Although part soap opera, The Men provides a serious and accurate portrayal of the challenges facing a paraplegic, particularly in recovering his own sense of identity, dignity, and worth. The case of Bud and his three ward companions, Leo, Norm, and Angel, provide a solid cross-section of different attitudes and results. Ironically, Angel, who had the most positive attitude, is the one who failed to survive. In a sense, this demonstrates that willpower and conviction can take one only so far. Blind luck is also an important factor in the struggle. Norm and Leo represent alternate concerns. They both prefers to kibitz and sit on the sidelines, but Norm becomes involved in the Veterans association and even takes a chance dating Laverne. Leo prefers to gamble on everything—except on his own emotions.

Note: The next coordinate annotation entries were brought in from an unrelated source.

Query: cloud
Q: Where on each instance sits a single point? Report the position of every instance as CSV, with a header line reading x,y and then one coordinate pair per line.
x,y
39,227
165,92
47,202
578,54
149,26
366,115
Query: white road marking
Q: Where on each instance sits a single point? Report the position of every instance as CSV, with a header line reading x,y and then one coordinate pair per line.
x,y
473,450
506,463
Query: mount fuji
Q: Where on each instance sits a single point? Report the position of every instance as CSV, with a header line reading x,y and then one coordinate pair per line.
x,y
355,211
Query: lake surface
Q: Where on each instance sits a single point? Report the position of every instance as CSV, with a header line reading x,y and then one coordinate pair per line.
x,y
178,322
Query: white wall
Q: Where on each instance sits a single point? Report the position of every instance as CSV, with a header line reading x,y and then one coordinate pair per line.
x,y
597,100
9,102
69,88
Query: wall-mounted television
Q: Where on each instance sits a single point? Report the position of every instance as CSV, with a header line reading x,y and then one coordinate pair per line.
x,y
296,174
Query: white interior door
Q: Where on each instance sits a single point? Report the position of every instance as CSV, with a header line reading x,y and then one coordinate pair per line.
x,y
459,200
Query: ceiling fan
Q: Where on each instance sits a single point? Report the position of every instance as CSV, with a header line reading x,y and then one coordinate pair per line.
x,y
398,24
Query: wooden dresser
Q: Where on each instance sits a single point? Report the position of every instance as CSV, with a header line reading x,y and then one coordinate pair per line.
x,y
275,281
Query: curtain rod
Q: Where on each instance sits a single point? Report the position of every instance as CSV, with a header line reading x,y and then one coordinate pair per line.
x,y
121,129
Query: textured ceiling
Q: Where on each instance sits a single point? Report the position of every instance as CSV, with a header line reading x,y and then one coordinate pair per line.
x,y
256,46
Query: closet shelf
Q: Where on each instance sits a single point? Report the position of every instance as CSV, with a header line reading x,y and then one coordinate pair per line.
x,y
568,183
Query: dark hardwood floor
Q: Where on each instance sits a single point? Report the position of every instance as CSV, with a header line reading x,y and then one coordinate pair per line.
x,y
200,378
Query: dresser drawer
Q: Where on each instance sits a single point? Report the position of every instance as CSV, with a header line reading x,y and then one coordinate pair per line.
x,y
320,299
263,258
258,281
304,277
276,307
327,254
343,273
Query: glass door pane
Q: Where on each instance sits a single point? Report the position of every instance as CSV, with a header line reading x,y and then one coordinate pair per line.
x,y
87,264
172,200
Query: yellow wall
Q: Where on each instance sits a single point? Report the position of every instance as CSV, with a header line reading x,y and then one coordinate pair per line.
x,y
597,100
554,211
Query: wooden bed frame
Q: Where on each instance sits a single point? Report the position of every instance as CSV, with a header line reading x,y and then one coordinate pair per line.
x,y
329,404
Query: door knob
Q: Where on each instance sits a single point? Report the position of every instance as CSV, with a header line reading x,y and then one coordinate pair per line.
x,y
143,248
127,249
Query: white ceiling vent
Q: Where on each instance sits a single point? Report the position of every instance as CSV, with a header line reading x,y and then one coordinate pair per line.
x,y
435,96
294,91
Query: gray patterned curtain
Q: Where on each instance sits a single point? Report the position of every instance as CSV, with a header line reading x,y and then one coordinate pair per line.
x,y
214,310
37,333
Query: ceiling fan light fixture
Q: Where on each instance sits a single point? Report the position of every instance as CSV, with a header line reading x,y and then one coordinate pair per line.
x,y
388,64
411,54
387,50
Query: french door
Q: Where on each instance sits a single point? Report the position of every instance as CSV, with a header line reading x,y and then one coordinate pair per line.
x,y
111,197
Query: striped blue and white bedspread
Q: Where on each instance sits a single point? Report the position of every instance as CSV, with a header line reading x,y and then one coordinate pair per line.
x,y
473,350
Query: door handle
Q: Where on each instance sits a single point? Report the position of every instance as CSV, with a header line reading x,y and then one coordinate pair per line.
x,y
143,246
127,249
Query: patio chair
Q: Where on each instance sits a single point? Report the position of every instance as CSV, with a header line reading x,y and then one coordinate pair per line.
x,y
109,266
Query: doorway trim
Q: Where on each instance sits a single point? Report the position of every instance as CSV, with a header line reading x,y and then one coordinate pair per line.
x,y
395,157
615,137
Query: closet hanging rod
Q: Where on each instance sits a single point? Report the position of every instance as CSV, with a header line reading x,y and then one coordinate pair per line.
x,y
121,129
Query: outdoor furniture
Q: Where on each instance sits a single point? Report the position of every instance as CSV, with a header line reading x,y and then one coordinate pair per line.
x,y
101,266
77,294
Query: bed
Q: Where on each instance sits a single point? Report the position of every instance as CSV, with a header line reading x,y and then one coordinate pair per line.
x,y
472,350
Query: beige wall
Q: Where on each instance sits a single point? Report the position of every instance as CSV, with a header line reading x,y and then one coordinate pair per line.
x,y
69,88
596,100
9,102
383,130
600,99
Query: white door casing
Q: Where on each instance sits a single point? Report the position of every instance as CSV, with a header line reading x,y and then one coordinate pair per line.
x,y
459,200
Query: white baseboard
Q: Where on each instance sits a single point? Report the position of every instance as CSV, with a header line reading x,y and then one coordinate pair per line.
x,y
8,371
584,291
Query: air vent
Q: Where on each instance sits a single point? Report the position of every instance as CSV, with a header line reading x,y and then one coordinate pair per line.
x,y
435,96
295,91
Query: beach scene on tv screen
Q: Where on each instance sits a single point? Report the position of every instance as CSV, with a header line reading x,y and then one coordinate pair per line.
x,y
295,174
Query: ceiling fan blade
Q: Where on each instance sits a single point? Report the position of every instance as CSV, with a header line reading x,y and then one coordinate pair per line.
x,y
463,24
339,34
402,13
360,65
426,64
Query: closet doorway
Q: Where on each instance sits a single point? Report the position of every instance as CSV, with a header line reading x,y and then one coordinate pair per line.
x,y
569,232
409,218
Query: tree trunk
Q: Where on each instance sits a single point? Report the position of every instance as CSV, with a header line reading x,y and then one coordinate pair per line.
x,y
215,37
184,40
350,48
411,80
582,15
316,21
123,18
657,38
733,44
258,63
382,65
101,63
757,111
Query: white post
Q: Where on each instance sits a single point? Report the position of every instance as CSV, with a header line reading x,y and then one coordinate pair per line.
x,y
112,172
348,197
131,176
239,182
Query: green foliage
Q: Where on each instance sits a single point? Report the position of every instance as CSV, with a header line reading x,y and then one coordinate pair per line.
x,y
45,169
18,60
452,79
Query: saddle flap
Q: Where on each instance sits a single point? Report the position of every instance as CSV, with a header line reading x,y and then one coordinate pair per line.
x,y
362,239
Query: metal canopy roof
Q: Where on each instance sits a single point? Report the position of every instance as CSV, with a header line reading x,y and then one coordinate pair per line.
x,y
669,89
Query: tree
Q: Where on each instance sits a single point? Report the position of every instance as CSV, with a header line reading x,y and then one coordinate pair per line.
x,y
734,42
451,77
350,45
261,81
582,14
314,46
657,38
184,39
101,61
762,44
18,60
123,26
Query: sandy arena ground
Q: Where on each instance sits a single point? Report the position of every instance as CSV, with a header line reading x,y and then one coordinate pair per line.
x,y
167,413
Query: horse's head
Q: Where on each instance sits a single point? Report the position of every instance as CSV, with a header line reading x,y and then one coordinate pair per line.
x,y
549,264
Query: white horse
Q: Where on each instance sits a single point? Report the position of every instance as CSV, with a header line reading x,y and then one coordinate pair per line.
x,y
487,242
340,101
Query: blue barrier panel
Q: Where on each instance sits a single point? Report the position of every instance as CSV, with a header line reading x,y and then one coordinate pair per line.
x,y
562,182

It is basically the strong cast that makes the film successful. Most of the attention centers on Bud, an excellent performance by Brando, who conveys the angst and torment of his situation quite credibly, never seeming forced. Jack Webb is equally excellent as Norm, who manages to see Bud’s problems quite clearly but knows that lecturing his friend will do no good. His deciding vote when the PVA board recommends that Bud be kicked out of the hospital is in many ways the climax of the film. Richard Erdman and Arthur Jurado are superb in their supporting roles. Everett Sloane, as Dr. Brock, is both brittle and crotchety, yet his final session with Bud is extraordinary. Teresa Wright, however, is less persuasive as Ellen, particularly in the awkward and artificial scene in which she seems to reject her husband on their wedding night. In regard to the medical and psychological aspects of paraplegia, the script is fine, even brilliant, especially by highlighting Brock’s frank lecture at the very opening of the picture. The screenplay excels by showing how other individuals are either skilled or insensitive in dealing with the paraplegics. Character actor Jim Backus, for example, is magnificent in the scene in which he approaches Leo and Bud in a restaurant, attempting to be gracious while actually demeaning the men with his superficial bluster. Bud, drunk and hostile himself, is unable to let the unintended insult go and slugs the man. Later, he and Leo get into a car accident driving back to the hospital. This scene is well thought out by demonstrating the degree of accountability that handicapped individuals must bear for their own actions, a crucial point since rights and responsibilities are intertwined. The handicapped cannot hide behind their condition if they wish to merit the respect to which they are entitled. Overall, The Men is both daring and very perceptive in presenting this case study.